Co-operative banks are an important constituent of the Indian Financial System, judging by the role assigned to them, the expectations they are supposed to fulfill, their number, and the number of offices they operate. The co-operative movement originated in the West, but the importance that such banks have assumed in India is rarely paralleled anywhere else in the world. Their role in rural financing continues to be important even today, and their business in the urban areas also has increased in recent years mainly due to the sharp increase in the number of primary co-operative banks.

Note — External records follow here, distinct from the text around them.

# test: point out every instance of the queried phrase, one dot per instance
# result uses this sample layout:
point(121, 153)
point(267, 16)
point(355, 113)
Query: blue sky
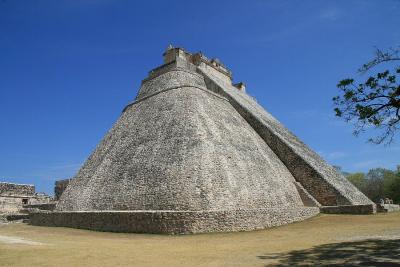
point(68, 68)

FEATURES OF CO-OPERATIVES BANKS

• are organized and managed on the principal of co-operation, self-help, and mutual help. They function with the rule of "one member, one vote".

• function on "no profit, no loss" basis. Co-operative banks, as a principle, do not pursue the goal of profit maximization.

• Co-operative bank performs all the main banking functions of deposit mobilization, supply of credit and provision of remittance facilities. Co-operative Banks provide limited banking products and are functionally specialists in agriculture related products. However, co-operative banks now provide housing loans also.

• UCBs provide working capital loans and term loan as well.

• The State Co-operative Banks (SCBs), Central Co-operative Banks (CCBs) and Urban Co-operative Banks (UCBs) can normally extend housing loans upto Rs 1 lakh to an individual. The scheduled UCBs, however, can lend upto Rs 3 lath for housing purposes. The UCBs can provide advances against shares and debentures also.

• Co-operative bank do banking business mainly in the agriculture and rural sector. However, UCBs, SCBs, and CCBs operate in semi urban, urban, and metropolitan areas also. The urban and non-agricultural business of these banks has grown over the years. The co-operative banks demonstrate a shift from rural to urban, while the commercial banks, from urban to rural.

• Co-operative banks are perhaps the first government sponsored, government-supported, and government subsidised financial agency in India. They get financial and other help from the Reserve Bank of India NABARD, central government and state governments. They constitute the "most favoured" banking sector with risk of nationalization. For commercial banks, the Reserve Bank of India is lender of last resort, but co-operative banks it is the lender of first resort which provides financial resources in the form of contribution to the initial capital (through state government), working capital, refinance.

• Co-operative Banks belong to the money market as well as to the capital market.

• Primary agricultural credit societies provide short term and medium term loans.

• Land Development Banks (LDBs) provide long-term loans. SCBs and CCBs also provide both short term and term loans.

• Co-operative banks are financial intermediaries only partially. The sources of their funds (resources) are (a) central and state government, (b) the Reserve Bank of India and NABARD, (c) other co-operative institutions, (d) ownership funds and, (e) deposits or debenture issues. It is interesting to note that intra-sectoral flows of funds are much greater in co-operative banking than in commercial banking. Inter-bank deposits, borrowings, and credit from a significant part of assets and liabilities of co-operative banks. This means that intra-sectoral competition is absent and intra-sectoral integration is high for co-operative bank.

• Some co-operative bank are scheduled banks, while others are non-scheduled banks. For instance, SCBs and some UCBs are scheduled banks but other co-operative bank are non-scheduled banks. At present, 28 SCBs and 11 UCBs with Demand and Time Liabilities over Rs 50 crore each included in the Second Schedule of the Reserve Bank of India Act.

• Co-operative Banks are subject to CRR and liquidity requirements as other scheduled and non-scheduled banks are. However, their requirements are less than commercial banks.